These text[1-9] objects are nltk.text.Text types.

Here’s how to get specific titles in the various corpora.

mov= nltk.Text(nltk.corpus.shakespeare.words('merchant.xml'))

Some organizational functions.

nltk.corpus.brown.root      # Where in the real file system it lives.

Loading Custom Corpora

myfiles= ['xed13','xed14','xed15','xed16']
xedcorp= nltk.corpus.PlaintextCorpusReader(corpus_root,myfiles)

The myfiles argument can also be patterns like r'*.txt' which means you need that r at the front to make it a regular expression, which it is.

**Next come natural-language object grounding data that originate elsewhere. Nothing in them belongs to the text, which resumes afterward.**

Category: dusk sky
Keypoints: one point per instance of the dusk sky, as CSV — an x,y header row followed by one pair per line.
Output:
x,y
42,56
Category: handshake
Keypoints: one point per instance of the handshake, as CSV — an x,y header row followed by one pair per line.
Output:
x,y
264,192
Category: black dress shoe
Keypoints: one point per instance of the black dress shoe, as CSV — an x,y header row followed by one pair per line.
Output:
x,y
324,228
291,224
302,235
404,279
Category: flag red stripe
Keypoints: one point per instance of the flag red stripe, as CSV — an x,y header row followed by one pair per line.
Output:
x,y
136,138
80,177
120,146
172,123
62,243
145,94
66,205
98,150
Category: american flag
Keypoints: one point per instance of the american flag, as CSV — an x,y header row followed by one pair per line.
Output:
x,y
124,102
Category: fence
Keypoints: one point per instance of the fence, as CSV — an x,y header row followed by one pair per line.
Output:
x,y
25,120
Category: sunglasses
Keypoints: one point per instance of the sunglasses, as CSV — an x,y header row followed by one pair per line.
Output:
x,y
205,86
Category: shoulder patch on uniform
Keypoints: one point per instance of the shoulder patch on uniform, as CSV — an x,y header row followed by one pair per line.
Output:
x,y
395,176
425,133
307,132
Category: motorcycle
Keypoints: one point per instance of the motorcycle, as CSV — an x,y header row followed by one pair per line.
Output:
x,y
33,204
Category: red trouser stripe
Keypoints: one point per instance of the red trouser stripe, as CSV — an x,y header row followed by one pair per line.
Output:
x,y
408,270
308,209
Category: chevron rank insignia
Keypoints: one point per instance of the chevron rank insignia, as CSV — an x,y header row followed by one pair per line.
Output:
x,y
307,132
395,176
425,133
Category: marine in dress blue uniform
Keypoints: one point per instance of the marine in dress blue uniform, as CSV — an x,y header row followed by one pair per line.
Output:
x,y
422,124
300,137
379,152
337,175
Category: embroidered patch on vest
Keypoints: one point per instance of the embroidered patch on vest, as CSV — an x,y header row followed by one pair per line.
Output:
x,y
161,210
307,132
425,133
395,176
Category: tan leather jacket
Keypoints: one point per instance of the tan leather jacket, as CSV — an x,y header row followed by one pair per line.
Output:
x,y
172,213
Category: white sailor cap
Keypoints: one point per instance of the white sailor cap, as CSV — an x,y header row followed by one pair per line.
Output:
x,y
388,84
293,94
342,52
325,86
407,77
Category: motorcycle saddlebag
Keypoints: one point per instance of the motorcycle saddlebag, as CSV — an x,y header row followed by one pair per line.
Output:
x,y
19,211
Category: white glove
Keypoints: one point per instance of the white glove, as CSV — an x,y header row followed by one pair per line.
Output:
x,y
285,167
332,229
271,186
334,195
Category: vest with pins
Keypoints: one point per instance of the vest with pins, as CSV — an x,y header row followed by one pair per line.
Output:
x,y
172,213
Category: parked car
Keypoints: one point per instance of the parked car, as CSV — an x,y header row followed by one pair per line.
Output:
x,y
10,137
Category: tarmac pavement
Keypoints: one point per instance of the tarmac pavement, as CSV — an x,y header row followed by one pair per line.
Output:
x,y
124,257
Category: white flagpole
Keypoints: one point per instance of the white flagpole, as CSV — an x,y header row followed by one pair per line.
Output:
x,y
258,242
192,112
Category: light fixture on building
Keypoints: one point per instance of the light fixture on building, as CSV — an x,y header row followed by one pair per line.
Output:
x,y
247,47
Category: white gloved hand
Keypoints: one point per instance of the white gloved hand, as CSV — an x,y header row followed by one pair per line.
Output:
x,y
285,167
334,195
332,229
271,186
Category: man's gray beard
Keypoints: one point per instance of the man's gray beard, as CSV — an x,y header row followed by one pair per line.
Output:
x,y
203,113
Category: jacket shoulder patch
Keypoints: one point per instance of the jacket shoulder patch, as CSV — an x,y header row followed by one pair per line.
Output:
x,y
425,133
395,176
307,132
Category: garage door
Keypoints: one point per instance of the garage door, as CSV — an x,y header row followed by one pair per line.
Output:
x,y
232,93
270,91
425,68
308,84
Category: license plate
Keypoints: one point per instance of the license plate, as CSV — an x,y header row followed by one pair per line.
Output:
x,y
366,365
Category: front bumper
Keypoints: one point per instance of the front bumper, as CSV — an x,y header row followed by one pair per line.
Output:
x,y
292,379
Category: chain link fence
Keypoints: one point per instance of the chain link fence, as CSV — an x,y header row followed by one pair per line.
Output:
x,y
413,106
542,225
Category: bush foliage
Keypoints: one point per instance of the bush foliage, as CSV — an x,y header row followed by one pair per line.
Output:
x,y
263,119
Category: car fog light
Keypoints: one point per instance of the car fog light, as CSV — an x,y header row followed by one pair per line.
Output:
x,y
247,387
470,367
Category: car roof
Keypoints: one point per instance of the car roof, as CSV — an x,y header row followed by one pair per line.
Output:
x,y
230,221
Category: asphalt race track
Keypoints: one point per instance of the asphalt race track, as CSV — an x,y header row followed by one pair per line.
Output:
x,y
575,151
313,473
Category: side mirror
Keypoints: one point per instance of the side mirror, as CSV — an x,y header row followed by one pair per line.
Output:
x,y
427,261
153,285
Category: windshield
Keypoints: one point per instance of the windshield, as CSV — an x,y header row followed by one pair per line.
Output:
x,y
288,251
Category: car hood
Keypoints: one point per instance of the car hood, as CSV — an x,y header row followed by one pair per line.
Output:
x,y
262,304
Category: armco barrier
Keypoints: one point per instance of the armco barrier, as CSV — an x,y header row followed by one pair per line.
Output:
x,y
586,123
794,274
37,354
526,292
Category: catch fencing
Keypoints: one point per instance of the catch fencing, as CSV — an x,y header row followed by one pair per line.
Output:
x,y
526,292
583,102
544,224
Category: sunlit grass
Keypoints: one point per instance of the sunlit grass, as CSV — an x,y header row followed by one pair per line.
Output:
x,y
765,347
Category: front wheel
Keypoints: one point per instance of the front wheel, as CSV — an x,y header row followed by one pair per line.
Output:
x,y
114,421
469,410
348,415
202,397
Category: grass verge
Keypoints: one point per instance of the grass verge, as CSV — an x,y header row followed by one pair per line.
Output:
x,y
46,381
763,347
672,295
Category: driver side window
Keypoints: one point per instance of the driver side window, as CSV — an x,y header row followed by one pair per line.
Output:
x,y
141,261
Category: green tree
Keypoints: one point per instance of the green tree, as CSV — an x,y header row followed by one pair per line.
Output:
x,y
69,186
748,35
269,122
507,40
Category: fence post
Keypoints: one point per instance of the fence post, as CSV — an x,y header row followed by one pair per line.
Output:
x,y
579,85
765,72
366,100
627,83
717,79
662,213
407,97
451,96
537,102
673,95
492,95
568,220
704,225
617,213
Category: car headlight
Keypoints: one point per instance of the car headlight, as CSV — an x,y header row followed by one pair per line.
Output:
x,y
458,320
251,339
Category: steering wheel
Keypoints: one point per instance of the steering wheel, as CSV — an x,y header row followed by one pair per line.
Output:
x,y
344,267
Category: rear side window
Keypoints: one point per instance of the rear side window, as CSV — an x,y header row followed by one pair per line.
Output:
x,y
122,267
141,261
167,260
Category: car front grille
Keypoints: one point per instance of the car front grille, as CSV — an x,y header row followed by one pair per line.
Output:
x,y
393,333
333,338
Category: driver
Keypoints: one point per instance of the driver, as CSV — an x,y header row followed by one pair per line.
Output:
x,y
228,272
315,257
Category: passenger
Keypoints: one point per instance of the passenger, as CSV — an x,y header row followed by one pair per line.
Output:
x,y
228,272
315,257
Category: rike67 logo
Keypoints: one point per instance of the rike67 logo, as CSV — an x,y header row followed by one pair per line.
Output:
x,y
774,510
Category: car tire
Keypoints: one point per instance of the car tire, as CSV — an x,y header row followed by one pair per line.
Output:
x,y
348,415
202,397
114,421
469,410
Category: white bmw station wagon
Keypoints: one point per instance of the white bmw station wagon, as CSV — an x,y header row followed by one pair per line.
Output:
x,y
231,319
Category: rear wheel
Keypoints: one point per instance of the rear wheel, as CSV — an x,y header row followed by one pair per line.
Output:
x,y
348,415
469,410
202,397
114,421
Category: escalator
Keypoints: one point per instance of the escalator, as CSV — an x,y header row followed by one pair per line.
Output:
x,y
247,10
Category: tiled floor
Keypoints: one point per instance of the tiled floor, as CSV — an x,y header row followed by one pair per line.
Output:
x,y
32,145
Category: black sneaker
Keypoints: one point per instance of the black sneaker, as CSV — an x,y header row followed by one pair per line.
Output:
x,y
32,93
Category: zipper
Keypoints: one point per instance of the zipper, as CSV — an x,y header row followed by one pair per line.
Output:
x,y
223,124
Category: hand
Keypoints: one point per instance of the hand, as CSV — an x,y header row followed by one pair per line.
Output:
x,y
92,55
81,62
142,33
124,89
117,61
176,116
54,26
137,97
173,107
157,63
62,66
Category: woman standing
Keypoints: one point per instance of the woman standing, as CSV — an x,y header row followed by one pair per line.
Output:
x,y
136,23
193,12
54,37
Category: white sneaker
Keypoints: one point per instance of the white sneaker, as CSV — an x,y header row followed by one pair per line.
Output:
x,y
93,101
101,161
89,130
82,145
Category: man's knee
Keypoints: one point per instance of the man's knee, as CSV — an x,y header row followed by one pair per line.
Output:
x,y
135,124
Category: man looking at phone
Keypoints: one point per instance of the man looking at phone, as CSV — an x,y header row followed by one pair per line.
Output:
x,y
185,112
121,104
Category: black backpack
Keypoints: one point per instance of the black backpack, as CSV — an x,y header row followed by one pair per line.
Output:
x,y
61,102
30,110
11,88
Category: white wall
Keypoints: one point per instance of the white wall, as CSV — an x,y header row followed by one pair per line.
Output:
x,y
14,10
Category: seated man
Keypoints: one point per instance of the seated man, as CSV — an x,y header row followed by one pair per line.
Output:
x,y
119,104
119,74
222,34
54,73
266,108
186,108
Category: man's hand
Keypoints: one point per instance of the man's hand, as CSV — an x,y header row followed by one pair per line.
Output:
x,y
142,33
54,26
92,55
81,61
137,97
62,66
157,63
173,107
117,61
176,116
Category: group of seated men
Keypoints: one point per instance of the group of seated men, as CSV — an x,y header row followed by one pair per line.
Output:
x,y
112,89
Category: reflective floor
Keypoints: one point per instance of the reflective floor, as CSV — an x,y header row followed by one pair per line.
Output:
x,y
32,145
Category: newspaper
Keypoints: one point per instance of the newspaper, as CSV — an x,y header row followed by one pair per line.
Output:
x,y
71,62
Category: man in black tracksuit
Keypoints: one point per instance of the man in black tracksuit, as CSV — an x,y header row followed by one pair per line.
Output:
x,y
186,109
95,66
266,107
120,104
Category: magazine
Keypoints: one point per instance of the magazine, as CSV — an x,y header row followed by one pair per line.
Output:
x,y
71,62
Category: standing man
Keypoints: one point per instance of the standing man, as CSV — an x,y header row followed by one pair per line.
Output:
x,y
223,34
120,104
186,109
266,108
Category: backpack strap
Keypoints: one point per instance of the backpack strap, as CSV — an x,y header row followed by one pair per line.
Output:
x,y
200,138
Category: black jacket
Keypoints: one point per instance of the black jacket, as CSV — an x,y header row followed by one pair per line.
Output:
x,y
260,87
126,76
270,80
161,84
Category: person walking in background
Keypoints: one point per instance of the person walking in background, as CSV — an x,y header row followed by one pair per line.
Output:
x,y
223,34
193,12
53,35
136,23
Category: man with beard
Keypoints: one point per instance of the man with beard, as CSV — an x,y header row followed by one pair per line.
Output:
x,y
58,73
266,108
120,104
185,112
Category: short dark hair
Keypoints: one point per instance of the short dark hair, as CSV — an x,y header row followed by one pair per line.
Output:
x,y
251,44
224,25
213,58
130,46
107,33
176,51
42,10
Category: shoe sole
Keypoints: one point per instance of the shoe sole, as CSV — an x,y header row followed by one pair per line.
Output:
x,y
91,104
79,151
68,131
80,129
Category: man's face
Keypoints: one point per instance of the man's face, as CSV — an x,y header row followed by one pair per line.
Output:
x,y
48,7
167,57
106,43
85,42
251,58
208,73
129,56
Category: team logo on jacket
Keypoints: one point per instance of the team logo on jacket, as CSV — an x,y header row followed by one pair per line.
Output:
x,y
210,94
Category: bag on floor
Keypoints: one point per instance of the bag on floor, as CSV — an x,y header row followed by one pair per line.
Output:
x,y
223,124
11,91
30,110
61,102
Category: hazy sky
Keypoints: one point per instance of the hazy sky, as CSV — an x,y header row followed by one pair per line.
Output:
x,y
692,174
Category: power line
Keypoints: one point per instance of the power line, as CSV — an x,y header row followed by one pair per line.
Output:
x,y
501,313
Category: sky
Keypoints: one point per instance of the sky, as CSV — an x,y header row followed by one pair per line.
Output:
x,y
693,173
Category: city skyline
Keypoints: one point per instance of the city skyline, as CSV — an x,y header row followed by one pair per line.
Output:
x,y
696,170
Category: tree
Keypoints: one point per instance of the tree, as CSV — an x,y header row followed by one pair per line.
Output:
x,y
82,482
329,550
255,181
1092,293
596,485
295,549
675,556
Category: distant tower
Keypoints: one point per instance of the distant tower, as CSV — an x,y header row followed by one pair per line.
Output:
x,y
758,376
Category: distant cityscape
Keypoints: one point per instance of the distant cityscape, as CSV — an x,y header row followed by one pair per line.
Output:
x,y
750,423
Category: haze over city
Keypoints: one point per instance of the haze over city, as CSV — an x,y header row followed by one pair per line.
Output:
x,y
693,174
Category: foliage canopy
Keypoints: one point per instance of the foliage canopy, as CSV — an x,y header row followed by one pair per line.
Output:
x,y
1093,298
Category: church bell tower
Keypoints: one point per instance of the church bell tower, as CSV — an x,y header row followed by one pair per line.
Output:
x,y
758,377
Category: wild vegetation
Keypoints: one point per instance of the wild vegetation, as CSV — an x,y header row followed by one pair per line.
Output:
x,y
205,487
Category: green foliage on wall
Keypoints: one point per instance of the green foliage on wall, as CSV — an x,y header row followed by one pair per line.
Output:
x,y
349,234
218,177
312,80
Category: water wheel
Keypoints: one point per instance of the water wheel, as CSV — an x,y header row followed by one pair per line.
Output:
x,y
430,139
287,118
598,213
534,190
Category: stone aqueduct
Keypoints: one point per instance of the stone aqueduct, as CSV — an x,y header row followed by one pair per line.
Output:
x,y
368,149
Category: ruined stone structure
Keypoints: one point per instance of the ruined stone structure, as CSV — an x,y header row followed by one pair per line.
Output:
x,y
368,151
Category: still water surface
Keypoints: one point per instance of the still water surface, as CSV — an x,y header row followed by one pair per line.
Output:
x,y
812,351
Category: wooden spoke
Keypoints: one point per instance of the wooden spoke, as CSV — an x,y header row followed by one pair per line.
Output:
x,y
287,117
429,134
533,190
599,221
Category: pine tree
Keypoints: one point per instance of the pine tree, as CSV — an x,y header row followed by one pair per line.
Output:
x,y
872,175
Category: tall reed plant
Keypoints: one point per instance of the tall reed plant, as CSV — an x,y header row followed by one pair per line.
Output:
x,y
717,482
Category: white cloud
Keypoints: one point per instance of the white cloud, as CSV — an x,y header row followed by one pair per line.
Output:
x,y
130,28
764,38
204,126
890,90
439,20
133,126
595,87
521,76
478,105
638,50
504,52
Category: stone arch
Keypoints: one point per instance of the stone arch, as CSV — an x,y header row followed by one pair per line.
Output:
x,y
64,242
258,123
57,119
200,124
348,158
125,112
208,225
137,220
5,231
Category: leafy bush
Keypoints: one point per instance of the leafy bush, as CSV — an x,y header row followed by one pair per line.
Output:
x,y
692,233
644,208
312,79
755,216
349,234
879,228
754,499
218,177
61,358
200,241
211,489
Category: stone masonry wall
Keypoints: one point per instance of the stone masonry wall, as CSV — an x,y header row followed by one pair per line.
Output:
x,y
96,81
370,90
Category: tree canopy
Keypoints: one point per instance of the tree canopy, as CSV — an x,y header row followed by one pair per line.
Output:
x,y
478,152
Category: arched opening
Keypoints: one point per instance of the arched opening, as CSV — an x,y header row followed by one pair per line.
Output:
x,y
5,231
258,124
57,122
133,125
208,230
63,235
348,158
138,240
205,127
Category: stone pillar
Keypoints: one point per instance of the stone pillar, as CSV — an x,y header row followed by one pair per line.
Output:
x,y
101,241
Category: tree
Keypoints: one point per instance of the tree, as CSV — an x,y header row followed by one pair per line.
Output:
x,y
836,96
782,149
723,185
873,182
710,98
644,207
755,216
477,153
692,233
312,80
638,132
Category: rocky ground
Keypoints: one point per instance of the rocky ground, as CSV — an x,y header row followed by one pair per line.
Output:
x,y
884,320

Note that xedcorp and text6 are different kinds of objects. These are true.

  • type(text6) == nltk.text.Text

  • type(xedcorp) == nltk.corpus.reader.plaintext.PlaintextCorpusReader

Handy functions

Here are some methods that are defined for nltk.text.Text.

  • text6.concordance(swallow)

  • text6.collocations()

  • text6.dispersion_plot(["coconut","swallow","shrubbery"])

  • text6.plot

  • text6.unicode_repr

  • text6.common_contexts([grail,shrubber])

  • text6.findall

  • text6.readability

  • text6.vocab

  • text6.concordance

  • text6.index

  • text6.similar(swallow)

  • text6.count


  • text6.tokens

  • len(text6)

  • nltk.FreqDist(text6)

  • nltk.FreqDist(text6).most_common(20)

  • wordlist=sorted(set(text6))


Tokenizing is the process of taking a long string of stuff and converting it into a list of words. It sounds easy, but it is not.

The default is to tokenize by word.

text='''I was born in a crossfire hurricane and I howled at my Ma in
the driving rain but it's all right now, in fact, it's a gas.'''
tokens= nltk.word_tokenize(text)
print '%s %s'%(tokens[6],tokens[-2]) # Produces 'hurricane gas'.
tagged= nltk.pos_tag(tokens) # Tags words with part of speech.

Tokenizing by sentence

This messy thing seems to tokenize by sentence, i.e. it will give you a list of all the sentences in a document.

regexp_tokenize(text, pattern=r'\.(\s+|$)', gaps=True)

Or here’s a slightly more effective version.

regexp_tokenize(text, pattern=r'[.?!](\s+|$)', gaps=True)